New Zealand company formation
Company formation in New Zealand company formation
Within the frameworks of a multiannual government program, New Zealand has achieved recognition as a country providing one of the best business environments in the world. The main reason behind the changes was the intention to attract not only tourists, but also entrepreneurs interested in business and offshore companies to the remote island. Despite its offshore operations, New Zealand has a high reputation, which is why this form of doing business is increasingly applied in international trade, but we can find several examples for companies that carry out investment and holding activities as well.
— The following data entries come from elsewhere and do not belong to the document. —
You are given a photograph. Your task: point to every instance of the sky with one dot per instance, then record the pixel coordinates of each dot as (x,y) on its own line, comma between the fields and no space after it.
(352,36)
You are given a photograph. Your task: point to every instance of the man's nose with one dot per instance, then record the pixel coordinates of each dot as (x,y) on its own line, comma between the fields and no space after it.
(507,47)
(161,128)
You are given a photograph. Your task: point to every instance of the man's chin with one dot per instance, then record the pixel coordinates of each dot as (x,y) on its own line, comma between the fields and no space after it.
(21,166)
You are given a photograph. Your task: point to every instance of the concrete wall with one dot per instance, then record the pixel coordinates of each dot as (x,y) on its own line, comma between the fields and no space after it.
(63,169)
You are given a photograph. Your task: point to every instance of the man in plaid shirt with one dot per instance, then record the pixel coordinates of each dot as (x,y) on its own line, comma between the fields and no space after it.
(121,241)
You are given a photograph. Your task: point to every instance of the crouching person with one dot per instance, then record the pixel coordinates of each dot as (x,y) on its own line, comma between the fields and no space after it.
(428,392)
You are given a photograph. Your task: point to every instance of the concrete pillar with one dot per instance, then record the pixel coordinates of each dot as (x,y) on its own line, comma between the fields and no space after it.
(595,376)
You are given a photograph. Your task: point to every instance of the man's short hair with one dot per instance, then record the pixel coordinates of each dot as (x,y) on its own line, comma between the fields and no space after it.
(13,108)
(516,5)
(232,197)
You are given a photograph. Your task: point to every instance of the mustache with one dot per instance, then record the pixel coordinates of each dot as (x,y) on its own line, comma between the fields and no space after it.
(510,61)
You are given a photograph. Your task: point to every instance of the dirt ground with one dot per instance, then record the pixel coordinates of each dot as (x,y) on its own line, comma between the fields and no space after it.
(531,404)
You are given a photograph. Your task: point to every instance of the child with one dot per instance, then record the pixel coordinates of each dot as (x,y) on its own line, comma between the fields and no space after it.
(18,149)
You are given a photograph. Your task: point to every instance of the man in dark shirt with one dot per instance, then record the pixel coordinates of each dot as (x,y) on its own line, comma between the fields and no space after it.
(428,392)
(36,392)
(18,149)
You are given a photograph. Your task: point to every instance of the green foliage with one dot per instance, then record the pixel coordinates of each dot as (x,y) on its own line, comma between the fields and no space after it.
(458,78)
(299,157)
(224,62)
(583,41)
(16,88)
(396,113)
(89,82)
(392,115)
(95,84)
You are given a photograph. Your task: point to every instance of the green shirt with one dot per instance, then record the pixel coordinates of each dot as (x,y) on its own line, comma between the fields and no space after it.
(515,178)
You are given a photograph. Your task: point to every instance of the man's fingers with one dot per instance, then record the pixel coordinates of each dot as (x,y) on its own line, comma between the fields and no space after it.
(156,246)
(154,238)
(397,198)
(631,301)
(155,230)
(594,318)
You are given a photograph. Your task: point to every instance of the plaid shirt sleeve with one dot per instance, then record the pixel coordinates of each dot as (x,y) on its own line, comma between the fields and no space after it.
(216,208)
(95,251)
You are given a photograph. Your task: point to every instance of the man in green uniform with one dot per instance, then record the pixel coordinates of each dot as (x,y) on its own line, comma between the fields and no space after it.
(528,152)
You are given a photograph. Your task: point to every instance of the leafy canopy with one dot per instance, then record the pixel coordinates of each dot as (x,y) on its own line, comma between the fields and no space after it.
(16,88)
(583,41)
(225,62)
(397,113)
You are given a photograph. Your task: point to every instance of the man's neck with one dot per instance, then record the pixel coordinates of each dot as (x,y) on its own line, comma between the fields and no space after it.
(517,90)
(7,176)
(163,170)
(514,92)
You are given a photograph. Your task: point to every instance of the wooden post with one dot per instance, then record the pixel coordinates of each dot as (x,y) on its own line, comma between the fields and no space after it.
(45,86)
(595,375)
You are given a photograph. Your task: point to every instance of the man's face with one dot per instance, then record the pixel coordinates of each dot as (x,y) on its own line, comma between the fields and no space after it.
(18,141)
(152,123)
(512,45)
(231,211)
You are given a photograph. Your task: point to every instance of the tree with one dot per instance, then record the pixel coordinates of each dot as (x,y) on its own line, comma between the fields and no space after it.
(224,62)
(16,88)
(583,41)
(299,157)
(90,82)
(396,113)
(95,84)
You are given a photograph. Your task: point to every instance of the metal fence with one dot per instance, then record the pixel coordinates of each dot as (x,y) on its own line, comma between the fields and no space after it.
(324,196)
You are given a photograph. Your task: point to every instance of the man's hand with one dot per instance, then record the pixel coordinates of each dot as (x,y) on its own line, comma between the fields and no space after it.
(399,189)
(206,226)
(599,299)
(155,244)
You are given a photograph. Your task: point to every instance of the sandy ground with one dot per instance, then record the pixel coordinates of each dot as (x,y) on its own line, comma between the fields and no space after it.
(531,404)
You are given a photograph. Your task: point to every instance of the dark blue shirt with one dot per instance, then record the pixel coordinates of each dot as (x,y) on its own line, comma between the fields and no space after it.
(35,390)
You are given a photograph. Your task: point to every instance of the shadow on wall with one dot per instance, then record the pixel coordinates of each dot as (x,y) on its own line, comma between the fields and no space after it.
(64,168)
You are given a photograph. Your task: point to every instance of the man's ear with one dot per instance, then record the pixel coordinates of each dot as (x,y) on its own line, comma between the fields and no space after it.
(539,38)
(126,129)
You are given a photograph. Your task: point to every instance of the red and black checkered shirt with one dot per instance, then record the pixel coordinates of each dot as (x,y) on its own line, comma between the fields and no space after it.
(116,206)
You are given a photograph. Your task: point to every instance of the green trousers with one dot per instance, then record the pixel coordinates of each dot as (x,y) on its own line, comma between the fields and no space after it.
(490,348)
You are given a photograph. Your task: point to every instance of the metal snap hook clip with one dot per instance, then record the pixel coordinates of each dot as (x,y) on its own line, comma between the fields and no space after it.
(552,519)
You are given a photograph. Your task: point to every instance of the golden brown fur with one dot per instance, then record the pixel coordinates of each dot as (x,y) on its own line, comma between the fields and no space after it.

Reqirements of company formation in New Zealand
One of the most popular corporate forms among foreign investors is the Limited Partnership (LP). There must be at least one member in the LP whose liability for the debts of the entity is unlimited, and it is usually this partner who represents the Partnership (General Partner). The number of members is not determined, and it is also possible for a limited liability company to become a member. In the case of the members, it is an additional condition that each of them has the same rights, for example, they may not have memberships with pre-emptive rights concerning the profit contribution or voting. There is no minimum requirement for the registered capital during the forming of an offshore partnership, and it is not necessary for the members to actually make a deposit to the bank account of the partnership.
Advantages of company formation in New Zealand
LPs are provided a special tax status. Corporate tax is 28% in New Zealand, but the LP does not qualify as a taxpayer, meaning they do not have to pay corporate tax on their profits. The essence of the method is that the partnership qualifies as “transparent” for tax purposes, and only the members have to pay tax after their income, i.e. tax on the profit only has to be paid on the level of the partners. In case the partners are not New Zealanders, no tax is payable locally after the profit of the partnership, even at the level of the partners (provided that the profit is not generated in New Zealand).
In the case of the LP, it is necessary for the enity to prepare its financial report after the closure of the business year, but normally it is not required to be submitted to any authority, as it is sufficient for the partnership store it at their registered office. It is, however, necessary to submit tax returns annually, even if the LP has no tax liability.